The international pork market is affected for months by 3 major factors.

(1) the Russian import lock for EU pork exports since Feb 2014th finds by AFP were base of this measure infected wild boar on the border of Poland to Belarus on the Polish side. In the meantime further findings in Poland, Lithuania and Latvia have occurred recently also in border regions. Increased AFP cases have been confirmed in Russia, even West of Moscow.

However, the AFP plays only a minor role. In the foreground are the political position games to the conflict in Ukraine.

The import lock has left significant marks on both sides. In the EU surplus area 12 to 15 ct / kg pig prices have fallen below "Normal levels" and are further under pressure, when domestic sales among others by poor BBQ weather stalled. Alternative export options are limited for the EU closely.

In Russia itself, the pig prices a low price level to €2 / kg in the Feb. have grown 2014 abruptly to over €3,5 / kg. Russia's attempt to get replacements for suspended EU imports in the United States, last but not least was the PEDv there rampant pestilence and the sharply higher US prices. The Ractopamine issue (in Russia of non-approved growth promoters) was negotiated on the siding.

Efforts to include pork in the increased mass, from Brazil failed basically on the limited export opportunities in Brazil, that needs its increasing production for the increasing demand in their own country.

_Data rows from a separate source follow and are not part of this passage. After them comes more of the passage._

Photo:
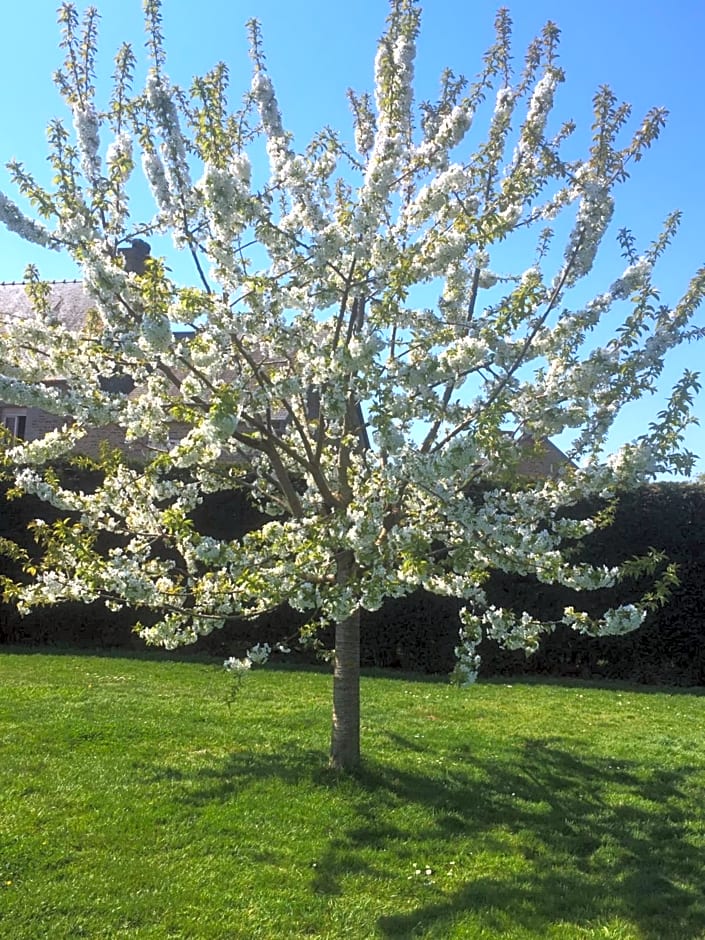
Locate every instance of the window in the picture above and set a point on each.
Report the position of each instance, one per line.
(16, 422)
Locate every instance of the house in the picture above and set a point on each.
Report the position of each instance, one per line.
(73, 307)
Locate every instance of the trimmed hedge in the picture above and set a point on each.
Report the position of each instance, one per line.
(419, 632)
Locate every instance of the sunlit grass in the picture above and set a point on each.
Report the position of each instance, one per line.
(136, 803)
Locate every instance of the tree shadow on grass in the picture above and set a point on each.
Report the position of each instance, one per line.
(585, 839)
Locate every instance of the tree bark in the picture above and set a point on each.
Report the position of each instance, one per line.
(345, 735)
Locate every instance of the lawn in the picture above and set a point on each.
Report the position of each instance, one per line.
(136, 802)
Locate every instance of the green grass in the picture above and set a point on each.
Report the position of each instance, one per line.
(135, 803)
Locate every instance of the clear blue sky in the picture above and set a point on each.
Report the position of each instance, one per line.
(651, 52)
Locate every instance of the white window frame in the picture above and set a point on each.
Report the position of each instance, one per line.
(15, 421)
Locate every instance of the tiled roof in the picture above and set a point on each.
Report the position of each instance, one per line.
(67, 299)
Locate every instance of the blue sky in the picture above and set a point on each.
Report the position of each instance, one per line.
(649, 51)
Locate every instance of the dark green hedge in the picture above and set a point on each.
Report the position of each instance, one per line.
(419, 632)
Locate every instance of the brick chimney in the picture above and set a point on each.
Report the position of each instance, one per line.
(136, 255)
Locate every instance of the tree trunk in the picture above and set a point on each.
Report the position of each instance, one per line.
(345, 736)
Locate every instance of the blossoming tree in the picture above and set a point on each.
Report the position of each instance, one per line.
(368, 354)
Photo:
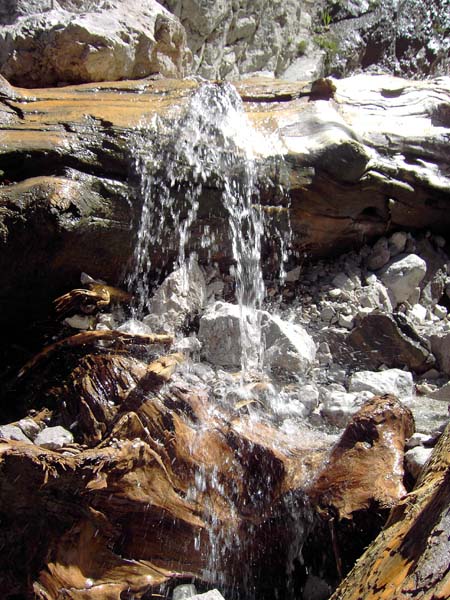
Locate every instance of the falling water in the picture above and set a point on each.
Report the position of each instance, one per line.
(212, 145)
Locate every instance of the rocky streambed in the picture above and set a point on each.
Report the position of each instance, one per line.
(191, 428)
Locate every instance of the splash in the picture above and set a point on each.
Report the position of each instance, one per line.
(213, 146)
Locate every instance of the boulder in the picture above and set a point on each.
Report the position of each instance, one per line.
(12, 432)
(440, 346)
(377, 340)
(287, 347)
(181, 296)
(390, 381)
(402, 276)
(53, 438)
(415, 460)
(76, 43)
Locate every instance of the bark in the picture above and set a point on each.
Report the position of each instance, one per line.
(410, 559)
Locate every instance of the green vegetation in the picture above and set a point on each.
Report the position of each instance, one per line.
(302, 45)
(327, 43)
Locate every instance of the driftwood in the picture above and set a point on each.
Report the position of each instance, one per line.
(90, 337)
(361, 481)
(171, 489)
(89, 300)
(410, 559)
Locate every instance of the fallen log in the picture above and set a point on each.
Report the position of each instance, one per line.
(410, 559)
(90, 337)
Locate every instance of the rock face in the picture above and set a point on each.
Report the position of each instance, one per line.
(230, 39)
(79, 220)
(76, 43)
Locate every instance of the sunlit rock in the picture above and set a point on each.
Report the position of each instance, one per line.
(182, 295)
(77, 42)
(402, 276)
(390, 381)
(415, 460)
(53, 438)
(13, 432)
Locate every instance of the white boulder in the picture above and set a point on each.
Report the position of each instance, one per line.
(287, 346)
(391, 381)
(182, 293)
(416, 458)
(12, 432)
(440, 347)
(402, 276)
(53, 438)
(84, 41)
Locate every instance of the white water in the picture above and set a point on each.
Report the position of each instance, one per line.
(213, 145)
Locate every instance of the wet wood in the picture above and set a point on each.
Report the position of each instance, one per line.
(409, 560)
(90, 337)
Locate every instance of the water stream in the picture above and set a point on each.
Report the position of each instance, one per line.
(212, 149)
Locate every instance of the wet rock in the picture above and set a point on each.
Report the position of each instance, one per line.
(377, 340)
(390, 381)
(402, 276)
(288, 347)
(397, 243)
(374, 439)
(440, 346)
(12, 432)
(83, 44)
(380, 255)
(339, 407)
(29, 427)
(209, 595)
(419, 439)
(414, 542)
(53, 438)
(181, 296)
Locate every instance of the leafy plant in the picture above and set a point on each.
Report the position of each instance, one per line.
(302, 45)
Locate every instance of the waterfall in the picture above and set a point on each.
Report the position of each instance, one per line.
(212, 146)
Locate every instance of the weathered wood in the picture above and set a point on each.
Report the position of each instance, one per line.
(90, 337)
(410, 559)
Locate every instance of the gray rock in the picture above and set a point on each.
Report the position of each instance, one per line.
(402, 275)
(53, 438)
(418, 439)
(380, 255)
(339, 407)
(84, 42)
(415, 460)
(440, 347)
(287, 346)
(209, 595)
(397, 243)
(12, 432)
(181, 295)
(377, 339)
(391, 381)
(29, 427)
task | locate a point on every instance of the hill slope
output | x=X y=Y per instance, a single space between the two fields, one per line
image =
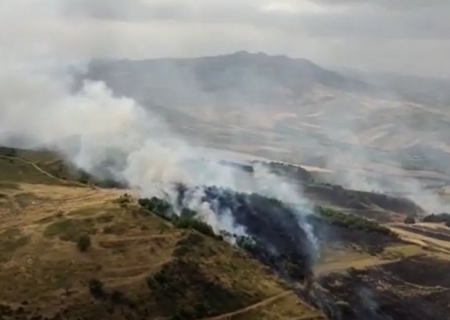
x=68 y=251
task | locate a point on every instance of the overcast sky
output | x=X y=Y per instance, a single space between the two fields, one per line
x=405 y=36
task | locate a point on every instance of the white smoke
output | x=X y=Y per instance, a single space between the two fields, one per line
x=96 y=130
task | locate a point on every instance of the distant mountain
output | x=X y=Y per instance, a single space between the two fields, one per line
x=228 y=80
x=293 y=110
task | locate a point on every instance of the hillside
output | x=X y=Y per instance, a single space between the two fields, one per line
x=135 y=265
x=264 y=105
x=76 y=251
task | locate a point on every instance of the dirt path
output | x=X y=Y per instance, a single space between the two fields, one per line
x=357 y=264
x=48 y=174
x=422 y=240
x=252 y=307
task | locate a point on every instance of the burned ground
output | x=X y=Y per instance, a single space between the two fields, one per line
x=439 y=234
x=394 y=291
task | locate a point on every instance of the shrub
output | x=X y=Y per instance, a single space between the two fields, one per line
x=96 y=288
x=158 y=206
x=192 y=223
x=84 y=242
x=410 y=220
x=352 y=221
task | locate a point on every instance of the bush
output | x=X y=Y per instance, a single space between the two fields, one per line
x=352 y=221
x=96 y=288
x=157 y=206
x=192 y=223
x=84 y=242
x=410 y=220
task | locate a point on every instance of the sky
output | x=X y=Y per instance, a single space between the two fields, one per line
x=400 y=36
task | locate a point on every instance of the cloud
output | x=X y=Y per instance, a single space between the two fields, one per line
x=380 y=35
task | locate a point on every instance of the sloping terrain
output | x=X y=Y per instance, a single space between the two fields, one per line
x=70 y=251
x=265 y=105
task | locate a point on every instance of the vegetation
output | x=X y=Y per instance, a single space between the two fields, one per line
x=96 y=288
x=84 y=242
x=157 y=206
x=352 y=221
x=186 y=220
x=10 y=241
x=206 y=296
x=410 y=220
x=69 y=229
x=437 y=218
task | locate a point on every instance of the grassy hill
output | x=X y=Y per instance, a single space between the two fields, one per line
x=69 y=251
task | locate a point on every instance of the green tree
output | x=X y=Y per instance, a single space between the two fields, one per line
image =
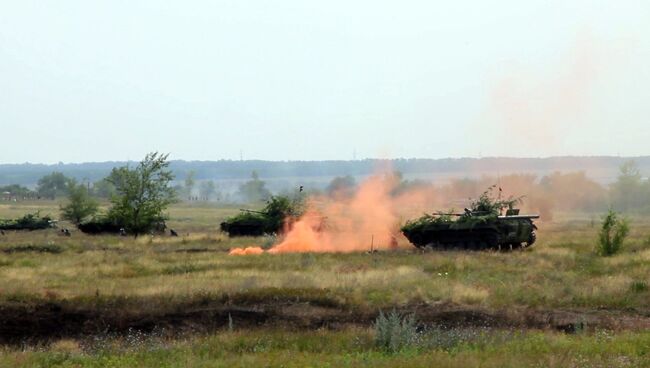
x=80 y=204
x=53 y=185
x=142 y=194
x=254 y=190
x=613 y=232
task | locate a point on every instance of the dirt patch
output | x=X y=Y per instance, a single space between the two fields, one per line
x=20 y=323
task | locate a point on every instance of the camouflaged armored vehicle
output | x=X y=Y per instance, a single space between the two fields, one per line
x=483 y=226
x=270 y=220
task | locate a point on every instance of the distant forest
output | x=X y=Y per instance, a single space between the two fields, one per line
x=603 y=169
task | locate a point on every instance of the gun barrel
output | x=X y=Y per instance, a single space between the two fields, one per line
x=514 y=217
x=245 y=210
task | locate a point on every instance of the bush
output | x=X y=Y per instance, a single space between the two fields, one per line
x=394 y=332
x=613 y=232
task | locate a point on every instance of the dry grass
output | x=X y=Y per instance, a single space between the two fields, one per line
x=560 y=271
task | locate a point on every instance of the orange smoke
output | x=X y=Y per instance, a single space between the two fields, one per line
x=365 y=221
x=245 y=251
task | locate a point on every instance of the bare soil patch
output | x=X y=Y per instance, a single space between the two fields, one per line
x=31 y=322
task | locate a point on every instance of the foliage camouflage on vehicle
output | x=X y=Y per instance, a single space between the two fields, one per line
x=482 y=226
x=270 y=220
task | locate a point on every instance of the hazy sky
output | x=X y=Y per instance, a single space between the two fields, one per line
x=305 y=80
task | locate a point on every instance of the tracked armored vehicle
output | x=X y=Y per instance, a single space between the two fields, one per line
x=279 y=211
x=29 y=222
x=479 y=228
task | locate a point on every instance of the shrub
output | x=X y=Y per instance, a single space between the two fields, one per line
x=639 y=286
x=613 y=232
x=394 y=332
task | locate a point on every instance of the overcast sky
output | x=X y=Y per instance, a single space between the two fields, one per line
x=304 y=80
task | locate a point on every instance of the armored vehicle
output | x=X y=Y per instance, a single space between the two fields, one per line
x=277 y=213
x=481 y=227
x=28 y=222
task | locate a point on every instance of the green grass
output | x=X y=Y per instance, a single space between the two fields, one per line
x=346 y=348
x=163 y=273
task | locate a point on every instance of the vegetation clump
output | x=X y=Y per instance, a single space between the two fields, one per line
x=612 y=234
x=270 y=220
x=80 y=204
x=141 y=196
x=395 y=332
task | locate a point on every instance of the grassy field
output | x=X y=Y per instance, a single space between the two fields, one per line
x=317 y=309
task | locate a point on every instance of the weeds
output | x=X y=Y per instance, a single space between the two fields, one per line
x=394 y=332
x=639 y=286
x=613 y=232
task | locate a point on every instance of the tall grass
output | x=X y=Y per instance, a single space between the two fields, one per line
x=613 y=232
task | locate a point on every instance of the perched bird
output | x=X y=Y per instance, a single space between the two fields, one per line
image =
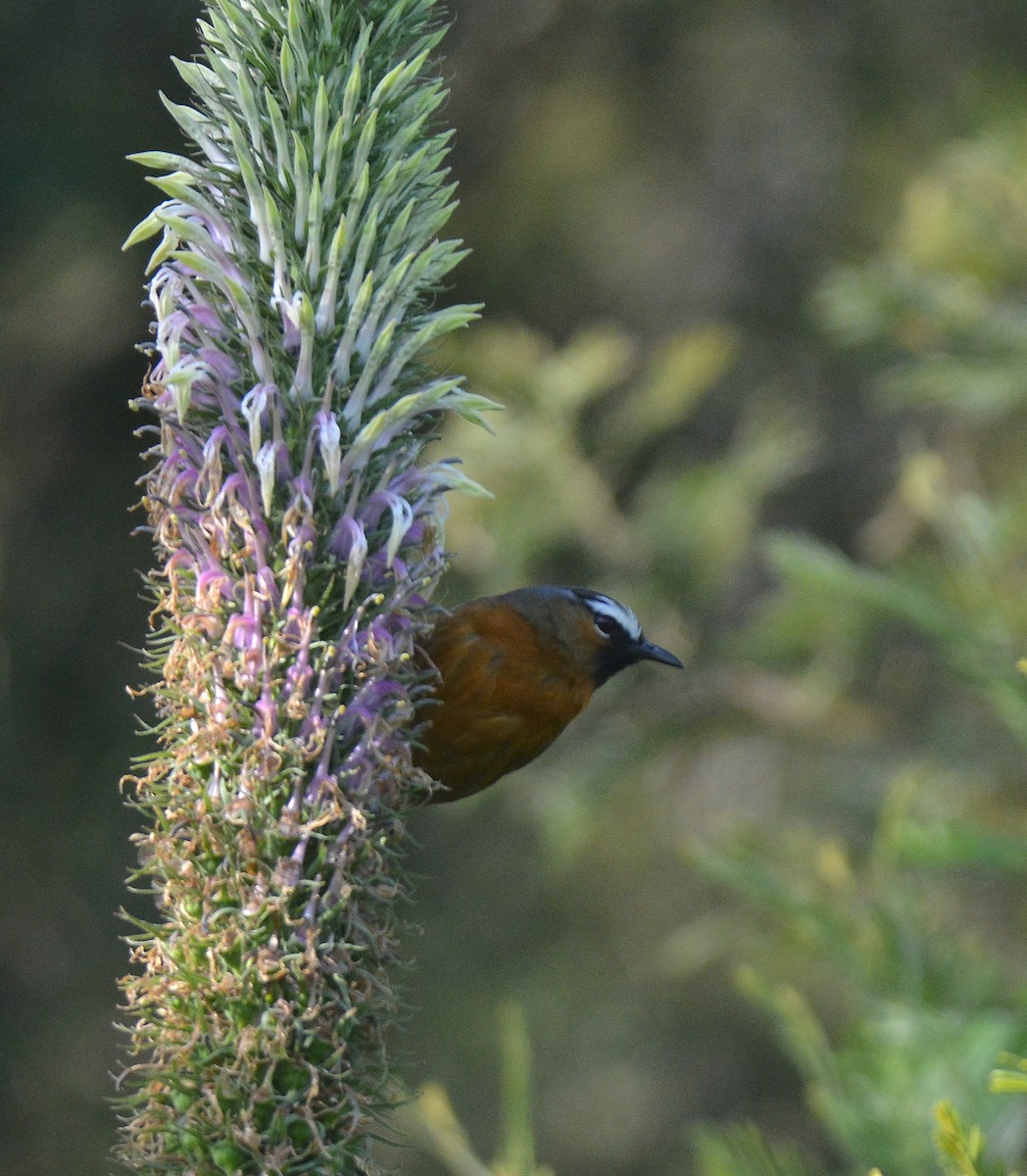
x=514 y=670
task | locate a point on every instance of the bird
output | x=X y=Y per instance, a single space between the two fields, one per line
x=514 y=670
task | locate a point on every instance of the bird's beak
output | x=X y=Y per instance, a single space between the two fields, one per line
x=646 y=651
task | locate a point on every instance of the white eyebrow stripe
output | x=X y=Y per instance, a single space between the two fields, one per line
x=605 y=606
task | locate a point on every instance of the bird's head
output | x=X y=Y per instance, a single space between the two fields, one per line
x=597 y=632
x=617 y=636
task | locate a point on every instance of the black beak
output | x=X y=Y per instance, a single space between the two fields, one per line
x=645 y=651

It is obvious that Russia is interested in, to bring the EU supplies before the onset of winter. The policy would like to lose but not her face.

(2) the PEDv disease (fatal diarrhea disease in piglets) has spread in the course of a year in the United States over almost the whole country and the States bordering Mexico and Canada. The high point of a week newly infected cases was registered in 2014 in the Feb.. Since the cases go back to 30-40%. The failure of piglets is estimated up to 15%.

The effects on the pork market are only 6 months later, when the weaned pigs are missing. However the price increases Feb 2014 average 1.50 on more than €2 / kg have not least ensured that the slaughter weights around 5 to 7 kg have increased, so that partial compensation was effected. The remaining shortfall of pork is missing the fuel-intensive barbecue season just in time. For the months of July and August are the courses at the highest level of €2.15 / kg.

(3) China's greatly increased production has overwhelmed the growing demand. Chinese pork prices fell well below the break-even point. Over 1 million pigs were slaughtered. Only at the turn of the year is assumed in China again by an incipient normalization. The imports are clearly been throttled so that China as an export outlet not to consider.

Overall, there is a shortage on the international pork market. Trading is significantly decreased and the international pig price level increased. European pork prices by more than €1.60 / kg benefit indirectly from this market situation. The multi-annual EU - average price is €1,50 / kg. Supportive, the falling food prices affect the margin in the pig. The next upturn is determined.

Please describe your request so that we can prepare for the callback.
Yes, I have read the Privacy Policy note and I consent that the data provided by me, including the contact data, for the processing of the inquiry and in case of questions are electronically collected and stored. My data will only be used strictly for my request and will not be passed without my consent. This consent can be revoked any time with effect for the future.'
This question is for testing whether or not you are a human visitor and to prevent automated spam submissions.

Register now

Jetzt registrieren und ZMP Live+ 14 Tage kostenlos testen!